Ask an Expert
|
SEPTEMBER 2022 TOPIC: Keeping Your Energy Up Throughout the Day
Brianna Diorio Ph.D.
Clinical Nutritionist & Holistic Lifestyle Coach |
OUR EXPERT:
Brianna Diorio holds a Ph.D. in Integrative Medicine from the University of Natural Medicine and is a clinical nutritionist with a Master’s of Science in Human Nutrition from the University of Bridgeport. She is also a Functional Diagnostic Nutrition Practitioner (FDN), an Herbal Practitioner through the Herbal Academy, a Family Herbalist through The School of Natural Healing, a NASM Certified Personal Trainer, and a Holistic Lifestyle Coach from the C.H.E.K Institute.

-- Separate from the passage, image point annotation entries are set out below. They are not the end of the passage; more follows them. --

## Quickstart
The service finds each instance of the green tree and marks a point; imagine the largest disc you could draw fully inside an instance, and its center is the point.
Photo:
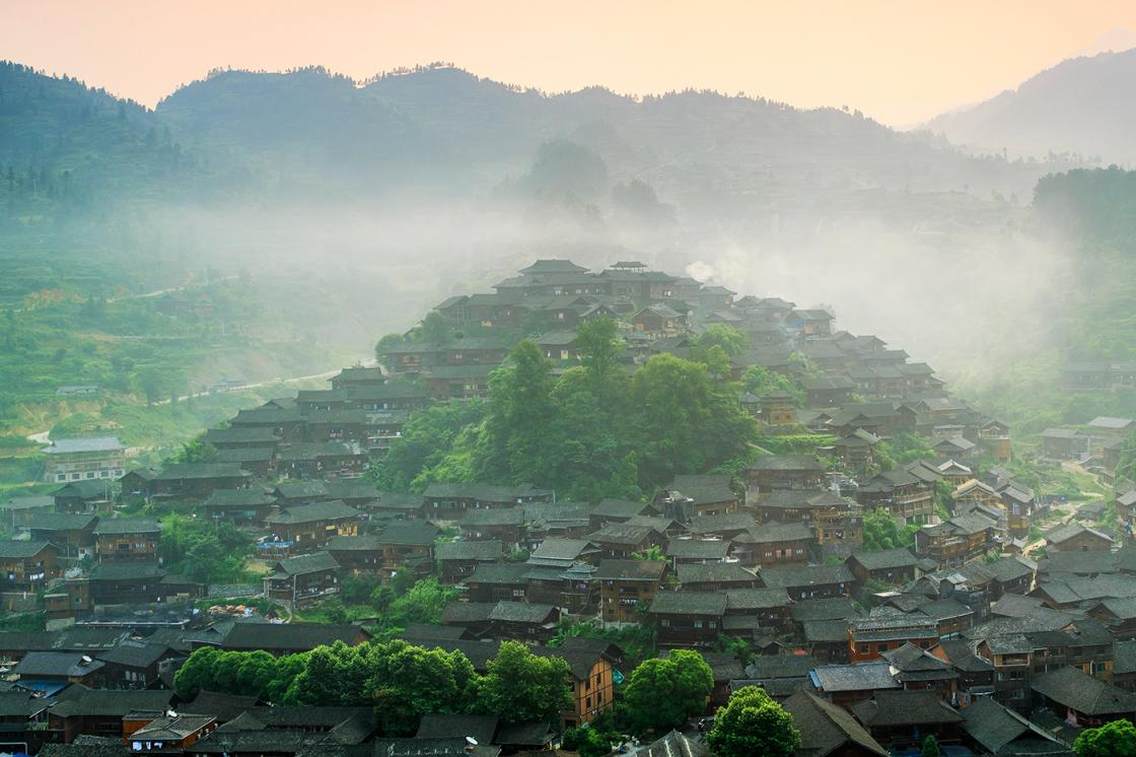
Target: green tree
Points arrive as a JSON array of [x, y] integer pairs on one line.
[[1114, 739], [422, 604], [883, 531], [407, 682], [663, 692], [586, 741], [752, 723], [519, 410], [520, 685], [429, 440], [198, 450], [685, 423]]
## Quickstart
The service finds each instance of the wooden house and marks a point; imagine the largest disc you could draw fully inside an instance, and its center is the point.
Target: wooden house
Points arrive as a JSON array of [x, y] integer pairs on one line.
[[72, 534], [890, 567], [458, 559], [124, 540], [302, 580], [1076, 538], [776, 472], [308, 527], [627, 588], [27, 566], [687, 618], [357, 554]]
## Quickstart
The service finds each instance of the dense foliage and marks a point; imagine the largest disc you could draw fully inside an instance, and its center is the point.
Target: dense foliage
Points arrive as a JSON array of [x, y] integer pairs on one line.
[[401, 681], [590, 433], [663, 692], [202, 550], [1114, 739], [752, 723], [883, 531]]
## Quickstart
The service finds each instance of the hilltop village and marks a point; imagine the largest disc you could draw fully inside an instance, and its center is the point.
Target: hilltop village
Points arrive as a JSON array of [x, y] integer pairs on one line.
[[870, 556]]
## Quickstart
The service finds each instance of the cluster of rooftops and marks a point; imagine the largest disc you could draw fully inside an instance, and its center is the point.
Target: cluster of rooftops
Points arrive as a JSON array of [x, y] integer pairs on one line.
[[963, 635]]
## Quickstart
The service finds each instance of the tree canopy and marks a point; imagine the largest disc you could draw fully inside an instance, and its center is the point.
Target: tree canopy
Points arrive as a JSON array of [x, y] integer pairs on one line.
[[663, 692], [752, 723]]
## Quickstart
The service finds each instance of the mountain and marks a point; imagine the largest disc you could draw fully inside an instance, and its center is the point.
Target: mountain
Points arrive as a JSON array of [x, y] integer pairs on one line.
[[451, 125], [1080, 106]]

Brianna is the host of the Brianna Approved Podcast, which is a podcast for people who like a holistic approach to real science and clinical research on all things nutrition, botanicals and balance. |
“I know a lot of people say this, but I lose my energy after lunch. I’m so raring to go in the morning, but around 1:30/2 p.m., I start to feel tired and drained. I don’t eat a lot for breakfast or lunch. I’m wondering if you can suggest foods that will help, or perhaps I need to walk or something? I have a desk job, and this has been going on for a long time. I’m almost 60.” ~ Alicia (NC)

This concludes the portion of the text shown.